I thought likewise, but did not follow up by looking for origination information in Google hits. Many North American place names were brought over from "the old country" and reused, so there could be a Sheffield here somewhere. Another thing is that large cultivar groups include plants that have been named by people with varying interests, backgrounds and motivations, this 'mum could've been named by someone here who had an attachment to "Sheffield", was named Sheffield themselves or wanted it to sound like the cultivar came from England.
See what I mean? Totally confusing.
It's reputed to have been "rediscovered" in the town of Sheffield, in western Massachusetts. Which would make it North American in origin. I have seen images, which to my eyes are identical to the one in my garden, labelled 'Sheffield Pink'. I have also seen it identified as C koreana. I am not even sure it's available in the UK. I have not seen it listed in the usual online UK retailers. That might be one reason why you won't see it listed in the RHS Plantfinder - yet.

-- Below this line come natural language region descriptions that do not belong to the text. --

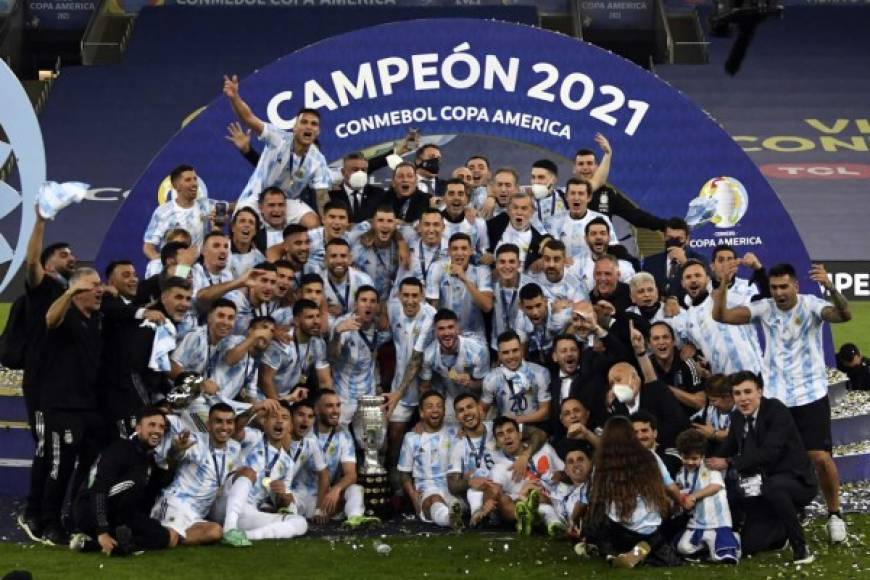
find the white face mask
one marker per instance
(358, 179)
(539, 190)
(623, 393)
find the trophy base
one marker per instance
(377, 493)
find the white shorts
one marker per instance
(175, 514)
(402, 413)
(296, 209)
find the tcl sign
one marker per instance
(816, 171)
(852, 279)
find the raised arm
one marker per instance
(721, 312)
(240, 107)
(839, 309)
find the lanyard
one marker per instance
(424, 268)
(269, 465)
(344, 301)
(478, 454)
(508, 306)
(219, 472)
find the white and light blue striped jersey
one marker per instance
(506, 304)
(521, 239)
(472, 357)
(266, 461)
(540, 338)
(246, 312)
(280, 167)
(426, 456)
(308, 462)
(336, 447)
(201, 472)
(170, 215)
(241, 263)
(726, 347)
(317, 236)
(294, 359)
(476, 231)
(518, 392)
(543, 466)
(409, 335)
(423, 257)
(548, 211)
(794, 358)
(355, 371)
(381, 265)
(343, 294)
(572, 232)
(711, 512)
(451, 292)
(474, 454)
(570, 287)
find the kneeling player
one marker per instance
(423, 464)
(264, 478)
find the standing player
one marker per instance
(794, 363)
(266, 475)
(423, 463)
(519, 389)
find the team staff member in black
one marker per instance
(763, 442)
(47, 273)
(67, 380)
(111, 511)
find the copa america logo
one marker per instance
(18, 120)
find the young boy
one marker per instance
(713, 420)
(705, 498)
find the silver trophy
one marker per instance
(370, 430)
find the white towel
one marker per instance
(54, 196)
(164, 343)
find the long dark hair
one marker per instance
(624, 472)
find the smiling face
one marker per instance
(307, 129)
(274, 210)
(220, 322)
(150, 430)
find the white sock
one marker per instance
(549, 514)
(290, 527)
(237, 497)
(440, 514)
(353, 501)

It's in full bloom right now. And it looked glorious for a while before the current miserable rain caused the lot to flop over. And that, I am afraid, it's one of it's failings.

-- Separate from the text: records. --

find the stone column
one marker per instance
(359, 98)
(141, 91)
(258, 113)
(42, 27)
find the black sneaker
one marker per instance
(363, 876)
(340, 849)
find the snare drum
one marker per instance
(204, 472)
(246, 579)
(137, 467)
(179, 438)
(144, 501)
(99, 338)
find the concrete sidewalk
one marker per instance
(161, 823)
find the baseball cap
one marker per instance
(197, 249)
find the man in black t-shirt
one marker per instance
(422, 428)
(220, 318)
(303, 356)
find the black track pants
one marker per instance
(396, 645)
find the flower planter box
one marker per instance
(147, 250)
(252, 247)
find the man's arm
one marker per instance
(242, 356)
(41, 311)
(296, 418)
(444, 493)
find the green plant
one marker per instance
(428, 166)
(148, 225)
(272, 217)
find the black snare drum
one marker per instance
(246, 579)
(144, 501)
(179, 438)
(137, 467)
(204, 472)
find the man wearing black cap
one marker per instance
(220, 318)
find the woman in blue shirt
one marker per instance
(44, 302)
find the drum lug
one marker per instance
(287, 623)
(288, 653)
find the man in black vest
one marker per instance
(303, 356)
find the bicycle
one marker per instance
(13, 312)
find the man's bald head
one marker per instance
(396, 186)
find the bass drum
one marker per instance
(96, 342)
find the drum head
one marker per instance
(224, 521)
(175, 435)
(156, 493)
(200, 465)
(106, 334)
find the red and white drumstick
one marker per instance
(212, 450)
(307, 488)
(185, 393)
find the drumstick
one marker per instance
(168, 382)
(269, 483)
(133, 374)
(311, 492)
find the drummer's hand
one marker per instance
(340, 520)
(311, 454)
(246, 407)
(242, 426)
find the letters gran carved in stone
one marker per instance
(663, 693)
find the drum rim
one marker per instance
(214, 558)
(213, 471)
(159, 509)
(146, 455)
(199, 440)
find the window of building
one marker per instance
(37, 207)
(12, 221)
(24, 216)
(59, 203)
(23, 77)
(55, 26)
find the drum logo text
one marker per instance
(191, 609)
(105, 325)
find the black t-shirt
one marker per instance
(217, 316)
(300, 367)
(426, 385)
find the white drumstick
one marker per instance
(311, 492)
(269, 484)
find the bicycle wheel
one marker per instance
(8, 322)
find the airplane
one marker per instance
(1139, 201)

So 'Hillside Sheffield' is really just a study name - as rosarians call names coined for "found" roses - being used for something that probably already had a proper one. Those using study names should put them in double quotes or do whatever is accepted to make it clear these are study names. Another study name, "Darlow's Enigma" has also become widely used as a correct name ('Darlow's Enigma') for a rose. The study name originated because a vendor (Darlow) had lost the name it was received under.
last summer I purchased dendranthema "hillside pink sheffield" mums from Claude Moore Colonial Farm (county park with a working farm) in Mclean Virginia. This operation sells many plants taken from it's established ones on-site. I had no problems with deer yet this year they have become a delicacy.
I have grown this plant in my garden for many years, having bought the original plant from Alan Haskell's nursery in Bedford, MA as "the Sheffield mum." However, I've recently been told that its name is actually 'Clara Curtis' and indeed, that cultivar brings up many Google hits and pictures of a similar looking plant. Does anyone know if / how the two are related?
I am not sure, Lois. I had a look at those Google images. The one in my pictures, labelled "Sheffield" by the nursery, has a characteristic green centre to the flower. The petals has a 4:1 length:width aspect. They are peachy pink in colour. We may have to compare foliage and growth habit to some any closer to a conclusion.